CT of the chest was performed on all seven patients after a median of 5 days (range, 3 to 9 days) following initial presentation. All patients had ground-glass opacities bilaterally along with patchy areas of consolidation involving predominantly the dependent zones of the lungs (Fig 1 ). Peripheral honeycombing was seen in six patients (86%). Six patients (86%) had CT angiography performed, and all results were negative for pulmonary embolism.

Echocardiography

Six patients had transthoracic echocardiograms performed within 4 days of initial presentation. Left ventricular systolic function including ejection fraction was normal in all patients, as was morphologic assessment of the mitral and aortic valves. Right ventricular enlargement and hypertrophy was present in all six patients, and right ventricular systolic function was impaired in five of these patients (83%). The mean calculated right ventricular systolic pressure was 65.2 ± 13.4 mm Hg, (range, 39 to 75 mm Hg). Aside from annular dilatation, morphologic findings of the tricuspid and pulmonary valves were normal in all patients. Two patients (33%) had small pericardial effusions without evidence of cardiac tamponade.
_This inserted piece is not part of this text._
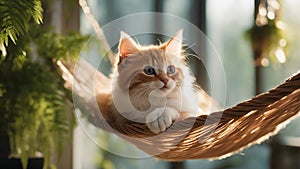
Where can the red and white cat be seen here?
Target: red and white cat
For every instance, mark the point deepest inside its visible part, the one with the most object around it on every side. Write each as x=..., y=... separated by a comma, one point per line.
x=150, y=84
Surgical Lung Biopsy and Autopsies

A combination of UIP and diffuse alveolar damage (DAD) was present in five lung biopsies. UIP was characterized by patchy collagen fibrosis with associated scarring distributed in a peripheral, subpleural fashion with associated honeycomb change. Evidence of superimposed DAD comprised areas of diffuse alveolar septal expansion and distortion by fibroblasts and myofibroblasts within a pale staining matrix. DAD was present extensively in three cases but was a focal finding in two cases. A biopsy from a patient with digital clubbing and bibasilar honeycombing on CT scan showed DAD without features diagnostic of underlying UIP. Additional features of acute lung injury in the six cases showing DAD included hyaline membranes (five cases), squamous metaplasia of bronchiolar epithelium (four cases), and fibrin thrombi (one case). One biopsy showed features typical of UIP with patchy zones of associated organizing pneumonia but without histologic features of DAD (Fig 2 ).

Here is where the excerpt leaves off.